T-Moblile Cracker Pleads Guilty
hackajar writes "The Register is reporting Nicholas Lee Jacobsen plead guilty to cracking into T-Mobile's phones. He was picked up in mid October of last year in the "Operation Firewall" sweep by the FBI. He faces "maximum five years' prison and a $250,000 fine" according to the site."
Sorry if this sounds a little naive, but how would you prevent prisoner rape, short of placing everyone into solitary confinement? Isn't it kind of unavoidable in that kind of environment? How do other countries handle the problem?
Make him work unpaid with only room and board as a slave for T-Mobile as a security technician.
Oh yeah..slavery...
I guess it's not such a good idea, but without the bad past of slavery, but incarceration is just a waste of money, when he could be using his "talent" positively. By forcing them to atone for their crimes perhaps they will learn the error of their ways by dealing with (in this case) people trying to crack the same security network he is now trying to secure.
Monitor him, which will probably cost less than the prison fees. He is not a danger to society, he is just simply someone who overstepped their legal boundary. I believe prison should be for violent criminals. Not that he will go to a real tough prison.
But if he screws up in the program outside of prison as rehabilitation, then he would be sent to a maximum security prison to serve the sentence to the end.
[cx]
Maximum of five years and a $250,000 fine is the maximum for a single felony. From the previous article:
:(
The same source also offers an explanation for the secrecy surrounding the case: the Secret Service, the source says, has offered to put the hacker to work, pleading him out to a single felony, then enlisting him to catch other computer criminals in the same manner in which he himself was caught. The source says that Jacobsen, facing the prospect of prison time, is favorably considering the offer.
It seems that a surefire way to get a job tracking down criminals for the government is to get arrested for committing crimes, a bummer for us regular folk
The article doesn't say anything about how he did it so it might well have been Mitnick style "hacking" , involving tricking people over the phone to give out passwords (also called social engineering which he wrote a book on).

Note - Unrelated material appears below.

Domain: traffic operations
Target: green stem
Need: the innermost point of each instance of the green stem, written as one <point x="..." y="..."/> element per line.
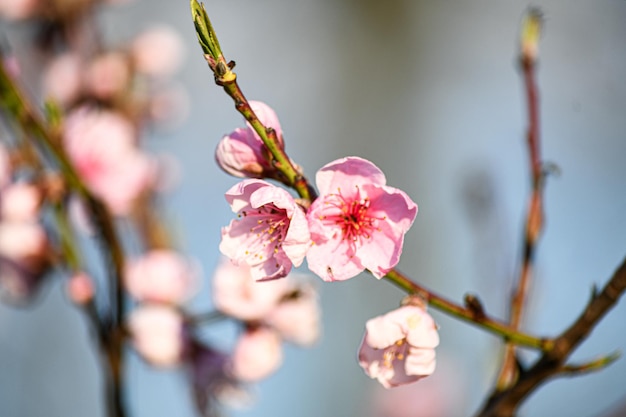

So this might have been a confidence hack rather than a techie hack, although I admit I don't know which it was...
Treo + Kaffi = Traffi
Uhhhm, yes, the _crackers_ that crack viruses deserve no respect. Uhhhm, yes, the crackers that expose mal/spyware deserve no respect. Yes, the crackers that crack commercial drivers to find out how hardware should be programmed deserve no respect. Etc, to infinity.

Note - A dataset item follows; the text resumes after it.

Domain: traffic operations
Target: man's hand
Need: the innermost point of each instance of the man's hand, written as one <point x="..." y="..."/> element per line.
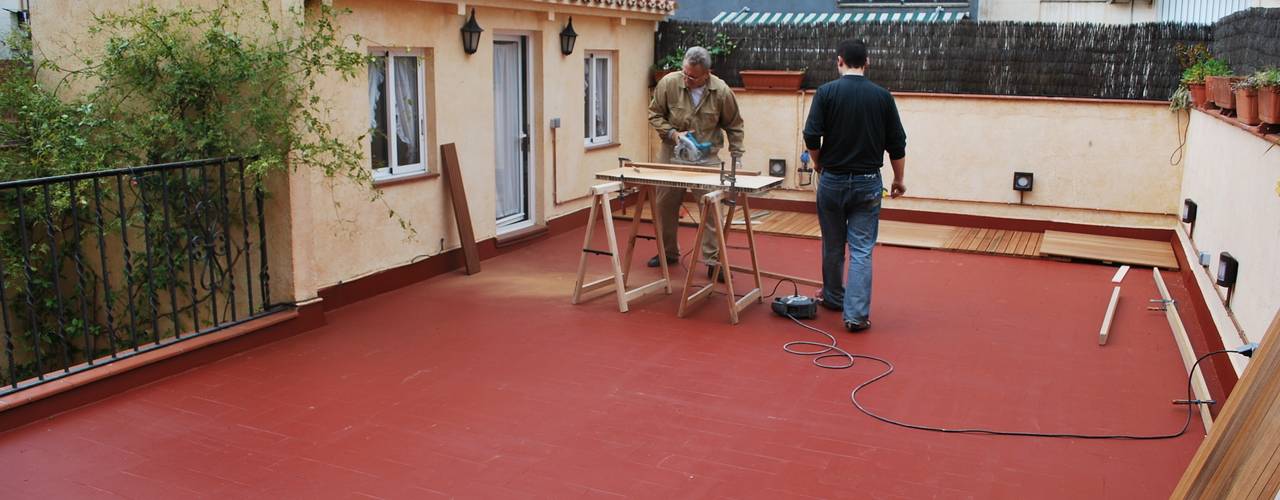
<point x="899" y="189"/>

Perhaps the easiest way to access the cellular network is via the microwave link they normally have on each cell site. The transmission from there is typically just a standard T1, 24 channels, few bits of overhead - a couple of channels handle the SS7, the rest are devoted to the (unencrypted) vocoders from each active mobile telephone.
:-)
You can learn a lot just from the SS7 packet stream - including text messages and phone numbers, imsi's and other data (SS7 can get pretty complicated, it has a standard, but phone companies usually twist it a little for their own usage)
There are codecs available online for most transmissions - GSM is usually a 16kbps signal, bust it out and it rasters at around 180 bits wide (from memory) - hook on to the sinc and feed it in to your demux real time - There are probably off the shelf scanners that do all of this these days.
Those small microwave dishes are either pointed at an exchange, or another cell site - find one going to an exchange and you'll get more data to sift through. They transmit at around about 2GHz so you'll need a receiver, downconverter, modem, and some type of capture card for your trusty little portable Pee Cee.
Not cheap, but not impossible. (Make sure to buy two of each or you'll be marked as a 'spy' or terrorist straight off the bat) All of this stuff can fit in to one of those silver metal camera cases.
I'm not making any of this up either
Even Soviet GULAGs allowed them (albeit, very rarely and only to spouses).
They should be a privilege, of course, to be -- like all other privileges -- denied as a punishment, when warranted...
In Soviet Washington the swamp drains you.
"It is one thing to crack into a network. Stealing social security numbers and personal photos is another, however."